Funding has not been approved, but a new report shows that the policy Watson was referring to is consistent with Tennessee’s recent past. The Tennessee Comptroller’s Office report showed that the majority of capital funding for local school projects is funded by local governments.
In the 2019-2020 data that was reviewed, local governments spent $2 billion on land, construction, construction and renovation as well as parking lots, sports fields, buses, school furniture and playground equipment.
Meanwhile, the state sent $503 million to schools in the same fiscal period through the Basic Education Program that includes things like a Fast-Growing Schools Allowance.
“Major capital projects can require large, non-recurring expenditures and are typically considered separately from day-to-day school expenditures for instruction, support services, student transportation, etc.,” the report states. “Capital expenditures and related debt repayments for capital projects are generally not included in measures of education spending per student at the federal or state level due to their one-time nature.
“For example, buying land and building a new school is generally not a repeat activity every year and should not be budgeted annually in the same way as teacher salaries and gasoline for school buses.”

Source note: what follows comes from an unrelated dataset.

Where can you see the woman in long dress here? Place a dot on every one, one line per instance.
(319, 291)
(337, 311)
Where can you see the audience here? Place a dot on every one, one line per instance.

Data used for the study included the Comptrollers’ Financial Reports Database, which included audits of 89 county school districts.
The bureau also conducted direct interviews with school district officials and used state growth data to determine the impact of enrollment growth on spending.
The data was then broken down into categories, with approximately $1 billion spent on capital projects, between $685 and $693 million on project debt service, between $125 and $141 million on regular capital expenditures, including construction costs and $195 million for equipment and furnishings statewide in 2019-20.
In one example, the report states, “In a city school district, the school district is directly funding a middle school addition, while a new elementary school will be primarily funded by the local government. The local government has borrowed funds on behalf of the district for a new administrative building, and the district will transfer its funds to the city to cover debt service over 12 years.”
Of the $678.5 million in capital projects that year in the comptroller’s database, $379 million of expenditures were school district expenditures while $300 million were paid for by local governments.